The analyst rating from JPMorgan on XPENG-W (09868.HK) is based on several positive factors:
1. Earnings Performance: XPENG-W's non-GAAP full-year earnings for FY25 exceeded both JPMorgan's and the market's expectations by 50-70%, indicating strong financial performance.
2. Quarterly Profitability: The company achieved quarterly profitability for the first time in 4Q25, alongside a narrowed annual net loss, which reflects improved operational efficiency.
3. Sales and Product Mix: The positive results were attributed to increased car sales and an optimized product mix, suggesting effective business strategies.
4. Diversified Revenue Streams: Contributions from non-automotive businesses, such as after-sales services and automotive finance, have bolstered overall performance.

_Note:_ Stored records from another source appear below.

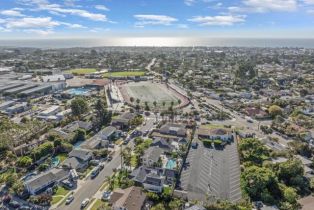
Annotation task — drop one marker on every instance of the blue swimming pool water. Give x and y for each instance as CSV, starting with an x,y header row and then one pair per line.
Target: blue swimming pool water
x,y
55,161
78,91
171,164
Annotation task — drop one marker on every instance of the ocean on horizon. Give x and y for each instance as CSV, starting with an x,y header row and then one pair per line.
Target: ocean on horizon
x,y
160,42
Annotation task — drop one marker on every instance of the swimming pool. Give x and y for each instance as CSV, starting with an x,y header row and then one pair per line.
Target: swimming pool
x,y
171,164
78,91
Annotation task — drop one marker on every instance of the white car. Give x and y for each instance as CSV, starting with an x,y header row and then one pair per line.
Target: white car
x,y
85,203
69,199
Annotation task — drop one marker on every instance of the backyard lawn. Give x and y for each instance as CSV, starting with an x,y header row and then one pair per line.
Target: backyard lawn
x,y
59,195
82,71
62,157
61,191
124,73
56,199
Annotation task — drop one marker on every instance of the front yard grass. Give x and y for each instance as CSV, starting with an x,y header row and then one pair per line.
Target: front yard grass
x,y
56,199
61,191
62,157
82,71
59,195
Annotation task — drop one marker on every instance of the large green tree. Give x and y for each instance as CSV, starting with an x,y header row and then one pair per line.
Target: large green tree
x,y
275,110
102,115
79,106
260,183
253,150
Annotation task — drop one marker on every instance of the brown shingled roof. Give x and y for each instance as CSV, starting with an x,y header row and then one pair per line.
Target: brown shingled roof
x,y
131,198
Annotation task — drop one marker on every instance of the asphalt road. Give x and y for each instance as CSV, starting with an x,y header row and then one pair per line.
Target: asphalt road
x,y
91,186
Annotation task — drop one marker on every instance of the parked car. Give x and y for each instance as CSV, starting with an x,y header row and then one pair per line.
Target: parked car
x,y
84,203
24,207
94,162
109,158
101,166
95,172
69,200
14,204
194,145
67,184
106,195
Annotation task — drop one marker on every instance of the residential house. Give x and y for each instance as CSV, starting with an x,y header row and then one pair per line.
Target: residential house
x,y
163,144
109,133
150,178
152,156
78,159
132,198
43,181
17,108
153,179
256,113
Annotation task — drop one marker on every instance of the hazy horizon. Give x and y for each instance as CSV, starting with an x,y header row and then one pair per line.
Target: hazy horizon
x,y
159,42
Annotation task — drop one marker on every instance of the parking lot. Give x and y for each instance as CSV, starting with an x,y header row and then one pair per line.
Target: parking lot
x,y
211,174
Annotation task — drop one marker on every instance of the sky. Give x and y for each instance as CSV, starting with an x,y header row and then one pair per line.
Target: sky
x,y
42,19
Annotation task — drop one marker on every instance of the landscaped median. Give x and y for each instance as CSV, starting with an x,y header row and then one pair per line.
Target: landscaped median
x,y
124,74
96,204
60,193
81,71
208,142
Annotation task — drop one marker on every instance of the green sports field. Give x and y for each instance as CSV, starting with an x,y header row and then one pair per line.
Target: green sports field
x,y
82,71
150,92
124,74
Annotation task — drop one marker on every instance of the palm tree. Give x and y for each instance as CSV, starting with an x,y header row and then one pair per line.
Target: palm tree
x,y
132,100
126,155
164,104
110,181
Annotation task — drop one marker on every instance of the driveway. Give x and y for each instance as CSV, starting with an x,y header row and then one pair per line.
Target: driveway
x,y
91,186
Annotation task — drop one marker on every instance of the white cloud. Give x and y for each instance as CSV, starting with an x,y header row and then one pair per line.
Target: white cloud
x,y
310,11
154,20
12,13
71,25
102,7
308,1
221,20
58,9
39,31
189,2
262,6
39,22
183,26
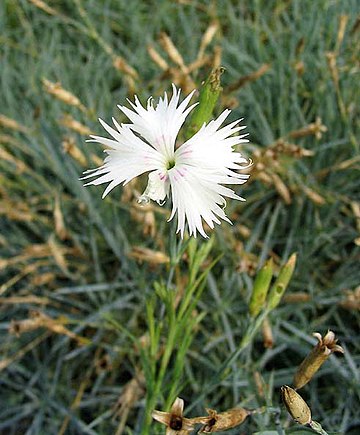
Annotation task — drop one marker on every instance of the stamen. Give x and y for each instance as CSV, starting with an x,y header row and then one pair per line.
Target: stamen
x,y
143,200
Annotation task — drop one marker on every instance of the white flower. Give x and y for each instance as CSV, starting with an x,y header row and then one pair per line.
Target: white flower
x,y
193,173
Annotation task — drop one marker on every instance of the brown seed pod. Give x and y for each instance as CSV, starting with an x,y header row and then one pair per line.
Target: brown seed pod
x,y
224,420
316,358
296,405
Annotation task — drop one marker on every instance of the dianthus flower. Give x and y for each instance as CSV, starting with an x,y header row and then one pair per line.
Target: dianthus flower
x,y
193,173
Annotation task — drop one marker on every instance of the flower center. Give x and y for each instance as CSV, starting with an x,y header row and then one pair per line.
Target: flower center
x,y
170,164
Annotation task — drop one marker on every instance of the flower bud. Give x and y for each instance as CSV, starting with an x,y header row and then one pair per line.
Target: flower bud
x,y
280,285
296,405
261,288
316,358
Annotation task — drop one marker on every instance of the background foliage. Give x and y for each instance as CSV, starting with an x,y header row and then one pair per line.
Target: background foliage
x,y
72,264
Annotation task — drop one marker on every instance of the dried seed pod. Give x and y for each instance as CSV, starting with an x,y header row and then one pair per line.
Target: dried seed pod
x,y
174,421
296,405
316,358
224,420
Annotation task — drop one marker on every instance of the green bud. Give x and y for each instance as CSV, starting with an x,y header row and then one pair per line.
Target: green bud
x,y
281,283
261,288
209,94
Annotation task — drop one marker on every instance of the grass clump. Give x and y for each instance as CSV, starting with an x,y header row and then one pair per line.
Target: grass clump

5. Future Outlook: JPMorgan views XPENG-W as a core recovery trade in the Chinese automotive industry, with expectations for attractive buying opportunities in 2026 due to leading technology deployment, a strong new car model cycle, continuous profitability improvement, and robust overseas growth.
6. Target Price: JPMorgan has set a target price of HKD135 for XPENG-W, reflecting confidence in the stock's potential for further re-rating.
Overall, these factors led JPMorgan to maintain an Overweight rating on XPENG-W.